State officials challenge EPA clean-air standards\nINDIANAPOLIS -- State officials said Monday they were going to court in an attempt to stop the U.S. Environmental Protection Agency from designating 19 Indiana counties as not meeting new federal clean-air \nstandards.\nMonitoring shows that only three of the 19 exceeded new fine particle air pollution limits last year, but the EPA did not consider the 2004 results before announcing its intention to cite them, said Tom Easterly, commissioner of the Indiana Department of Environmental Management.\nAttorney General Steve Carter said he was challenging the EPA sanctions in the U.S. Court of Appeals in Washington, which handles such regulatory litigation. The petition was mailed Friday, he said.\nOnly Clark and Dubois in southern Indiana and Marion County, which includes Indianapolis, have measured air quality that does not meet the new limits on fine particles such as dust, dirt, soot and smoke, according to an IDEM statement.\nMonitoring shows Lake, Porter, Elkhart, Floyd, St. Joseph and Vanderburgh counties meet the standard, yet they were among the counties the EPA said it intends to designate as not complying with the limits adopted in 1998.\nNo monitoring data was available for the other areas cited by the EPA, state officials said. Those areas were: Johnson, Morgan, Hendricks, Hamilton and Warrick counties and townships in Jefferson, Dearborn, Spencer, Gibson and Pike counties.

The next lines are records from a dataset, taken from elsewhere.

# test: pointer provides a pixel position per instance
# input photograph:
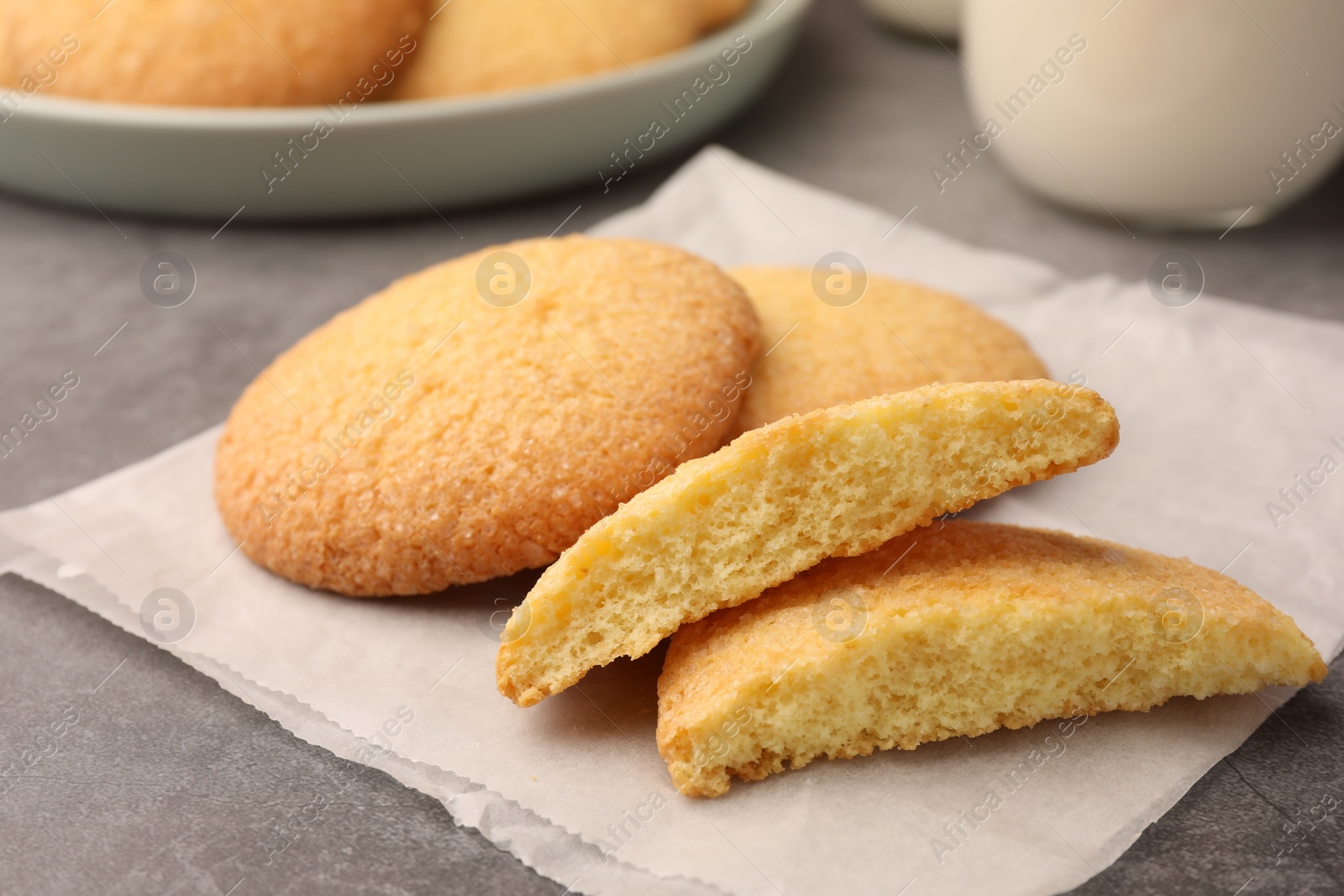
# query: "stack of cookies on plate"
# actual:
(253, 53)
(727, 461)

Burglar died after setting fire in \nhome, police say \nRICHMOND, Ind. -- A man broke into a vacant apartment and set it on fire, but died before he could escape, police said Monday.\nFirefighters found Jacob R. Jones, 22, on the floor of the apartment near the city's downtown about 2 a.m. Saturday. Sgt. Brad Berner said. Jones was pronounced dead a short time later at Reid \nHospital.\nInvestigators believed that Jones set the fire after breaking into the second-floor apartment above an appraisal business, Berner said.\nThe apartment had only been vacant for a few days, but police officers found signs of forced entry and vandalism inside, including splashed paint, he said.\nAn autopsy Sunday determined that Jones died from carbon monoxide poisoning caused by smoke inhalation, Wayne County Coroner Kevin Fouche said.\n"I've been a firefighter," Fouche said. "Even if you're familiar with a building, when if fills up with smoke, you become disoriented, you turn right when you should turn left."\nJones was a member of the Army National Guard and had recently returned from a tour of duty in Bosnia, his family told \ninvestigators.